立命館アジア太平洋大学名誉教授・中田行彦氏インタビュー
元シャープ技術者が手腕を分析、戴会長とカルロス・ゴーン被告の違い

シャープの戴会長兼社長

「シャープ再建 鴻海流 スピード経営と日本型リーダーシップ」著者に聞く

―元シャープ技術者として、シャープの戴正呉会長兼社長の手腕をどう分析しますか。

「経営危機に陥ったシャープが台湾・鴻海精密工業の傘下で再建できた最大の原動力は、戴会長の『日本型リーダーシップ』だ。海外から来た再建請負人は、過去のしがらみがないので、スピード経営とコスト削減を断行できる。戴会長はそれだけでなく、社員寮で生活し、出勤時には早川徳次氏の像に必ず一礼する。
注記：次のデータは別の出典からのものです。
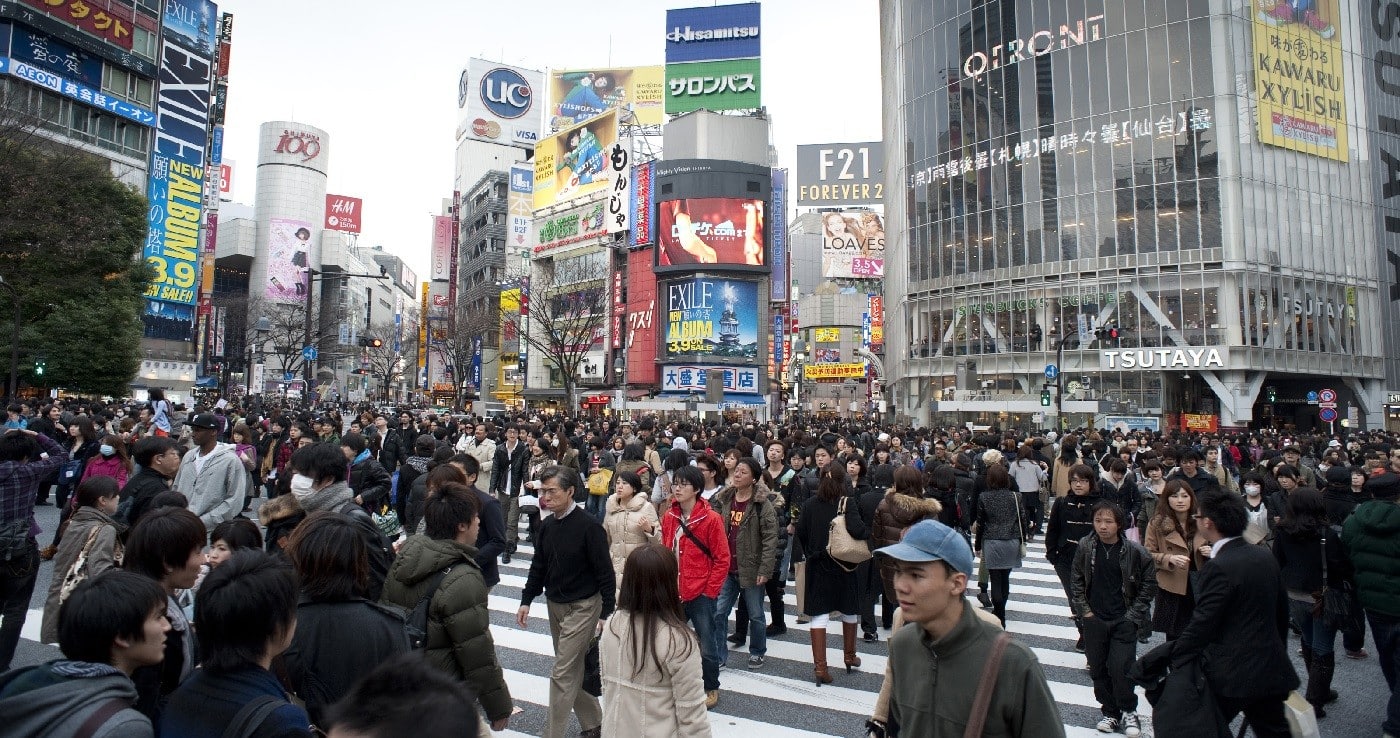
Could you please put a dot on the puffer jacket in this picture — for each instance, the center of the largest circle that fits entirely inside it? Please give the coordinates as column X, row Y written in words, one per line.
column 620, row 521
column 1372, row 537
column 104, row 553
column 459, row 636
column 1138, row 579
column 758, row 539
column 895, row 513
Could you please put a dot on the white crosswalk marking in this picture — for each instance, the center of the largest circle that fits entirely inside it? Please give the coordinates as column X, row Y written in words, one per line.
column 780, row 700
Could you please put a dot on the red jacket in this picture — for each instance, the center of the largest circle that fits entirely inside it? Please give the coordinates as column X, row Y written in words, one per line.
column 699, row 573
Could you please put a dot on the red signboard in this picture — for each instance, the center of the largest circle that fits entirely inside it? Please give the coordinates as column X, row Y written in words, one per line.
column 107, row 20
column 643, row 315
column 343, row 213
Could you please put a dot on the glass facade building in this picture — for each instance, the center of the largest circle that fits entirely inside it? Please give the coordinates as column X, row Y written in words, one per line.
column 1194, row 174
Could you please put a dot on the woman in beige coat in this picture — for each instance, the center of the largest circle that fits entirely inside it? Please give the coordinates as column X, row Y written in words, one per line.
column 629, row 518
column 650, row 656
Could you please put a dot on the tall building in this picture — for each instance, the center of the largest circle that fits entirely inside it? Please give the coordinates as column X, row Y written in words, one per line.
column 1179, row 209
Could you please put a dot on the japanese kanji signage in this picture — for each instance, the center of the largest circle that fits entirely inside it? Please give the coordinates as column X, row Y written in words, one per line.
column 343, row 213
column 730, row 84
column 695, row 378
column 104, row 18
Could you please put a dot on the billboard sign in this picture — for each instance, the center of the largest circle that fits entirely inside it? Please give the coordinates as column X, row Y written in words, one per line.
column 693, row 378
column 573, row 163
column 728, row 84
column 73, row 90
column 713, row 32
column 578, row 94
column 52, row 55
column 641, row 319
column 570, row 227
column 619, row 192
column 440, row 268
column 643, row 202
column 343, row 213
column 496, row 104
column 853, row 245
column 704, row 231
column 111, row 24
column 175, row 192
column 520, row 203
column 840, row 174
column 779, row 255
column 1299, row 79
column 289, row 254
column 195, row 23
column 716, row 318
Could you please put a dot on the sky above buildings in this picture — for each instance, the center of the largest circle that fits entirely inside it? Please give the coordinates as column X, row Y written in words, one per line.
column 381, row 80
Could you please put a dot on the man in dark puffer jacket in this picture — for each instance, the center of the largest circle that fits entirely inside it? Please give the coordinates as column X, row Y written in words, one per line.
column 458, row 633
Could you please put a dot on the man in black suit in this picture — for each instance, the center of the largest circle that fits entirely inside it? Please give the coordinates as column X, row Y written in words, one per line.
column 507, row 478
column 1241, row 619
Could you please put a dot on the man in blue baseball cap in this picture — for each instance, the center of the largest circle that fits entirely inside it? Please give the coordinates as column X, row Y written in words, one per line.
column 937, row 667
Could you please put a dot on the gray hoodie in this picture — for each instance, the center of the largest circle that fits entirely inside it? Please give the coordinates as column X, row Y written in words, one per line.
column 55, row 699
column 216, row 493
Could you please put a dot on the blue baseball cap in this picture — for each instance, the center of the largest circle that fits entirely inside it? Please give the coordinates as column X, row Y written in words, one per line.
column 931, row 541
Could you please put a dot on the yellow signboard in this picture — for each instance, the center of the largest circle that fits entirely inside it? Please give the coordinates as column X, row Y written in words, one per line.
column 1298, row 77
column 578, row 94
column 835, row 371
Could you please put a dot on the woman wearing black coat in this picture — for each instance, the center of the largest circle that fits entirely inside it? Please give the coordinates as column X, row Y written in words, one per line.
column 830, row 584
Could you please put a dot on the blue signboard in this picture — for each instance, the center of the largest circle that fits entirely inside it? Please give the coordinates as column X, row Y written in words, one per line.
column 73, row 90
column 52, row 55
column 702, row 34
column 195, row 21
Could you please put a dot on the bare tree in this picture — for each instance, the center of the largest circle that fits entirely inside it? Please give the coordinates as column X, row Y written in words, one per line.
column 569, row 310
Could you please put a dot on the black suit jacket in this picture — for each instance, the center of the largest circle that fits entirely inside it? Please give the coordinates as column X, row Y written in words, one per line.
column 1241, row 625
column 514, row 461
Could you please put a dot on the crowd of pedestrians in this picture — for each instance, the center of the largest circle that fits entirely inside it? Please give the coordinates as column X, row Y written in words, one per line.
column 289, row 570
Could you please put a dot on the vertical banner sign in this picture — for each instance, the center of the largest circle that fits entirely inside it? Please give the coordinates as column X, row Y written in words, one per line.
column 520, row 203
column 779, row 255
column 619, row 191
column 1298, row 77
column 641, row 205
column 438, row 269
column 175, row 192
column 618, row 308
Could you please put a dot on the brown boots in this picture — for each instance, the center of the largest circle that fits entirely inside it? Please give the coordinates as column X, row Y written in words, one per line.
column 849, row 642
column 823, row 677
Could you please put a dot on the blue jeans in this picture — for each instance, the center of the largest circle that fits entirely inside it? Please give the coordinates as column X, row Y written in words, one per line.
column 597, row 506
column 1316, row 635
column 753, row 601
column 700, row 612
column 1386, row 632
これにより社員と価値観を共有しやすくしている。そこが日産自動車前会長のカルロス・ゴーン被告との違いだろう。ただ問題は、今のシャープの経営陣に、生え抜きの人材が少ないこと。信賞必罰の判断基準が適切なのか。この点で、社員の信頼を十分に獲得しきれていない」

―海外へ技術流出しているのでは、という批判も出ていますが。

「技術流出はないと、私は思う。鴻海前会長の郭台銘氏は、シャープ買収前から(大型液晶パネルを生産する)堺工場の運営会社に投資しており、長い共同運営の経験がある。競合する同業者だったら技術流出はあり得るかも知れない。だがシャープと鴻海はそうではなく、補完関係だ」

―郭氏は台湾総統選の出馬に意欲的でしたが、断念しました。

「戴会長体制が続くうちは、シャープの経営には影響ないのではないか。鴻海が中国の広州や米国のウィスコンシン州などで投資している工場には、シャープの技術力が不可欠だ。だがそれらはあくまで鴻海案件。シャープの経営と切り分けて考える必要がある」

―シャープの課題は。

「新興国向けの商品開発を進めること。そしてその商品を中国で展開するための販路を、シャープが自力開拓することだ。シャープは、液晶テレビの1000万台販売を達成するために、鴻海のネットワークに頼り切って安値販売したことで、ブランドが毀損してしまった。挽回のためには、シャープと鴻海が『共創』して現地のニーズにあった商品を開発し、それを市場に売り切ることが重要だ」

―シャープは有機ELスマートフォンで存在感を示せますか。

「有機ELパネルを手がける工場で、本格的な生産ラインを構築できていないとみられる。同工場での良品率も低いという。だがまずは商品を市場に出すことが大事。生産するうちに良品率は上がっていくものだ。シャープが折り畳み式の有機ELスマートフォンを出すことができれば、韓国サムスン電子にも対抗できるだろう」

―日本のモノづくりに対する提言は。

「日本の強みは、組織間で知識を共有して微調整を繰り返す『すり合わせ』だ。これがなければ、シャープの『亀山モデル』は実現できなかった。今後はその戦略を、グローバル化とどう両立させるか。単にモジュールを組み合わせるやり方では、日本は勝てない。私が所属する立命館アジア太平洋大学では、アジアからの留学生が約4割もいる。そういった多様性の中で、いかに提携して価値を生み出すかが重要だ」(大阪・園尾雅之)

立命館アジア太平洋大学名誉教授・中田行彦氏
◇中田行彦(なかた・ゆきひこ) 立命館アジア太平洋大学名誉教授
71年(昭46)神戸大院工学研究科計測工学専攻修了、同年シャープ入社。液晶の研究開発に約12年、太陽電池の研究開発に約18年携わる。その間、シャープアメリカ研究所などでも勤務。04年から立命館アジア太平洋大の教授として技術経営を教育・研究。17年より現職。京都府出身、73歳。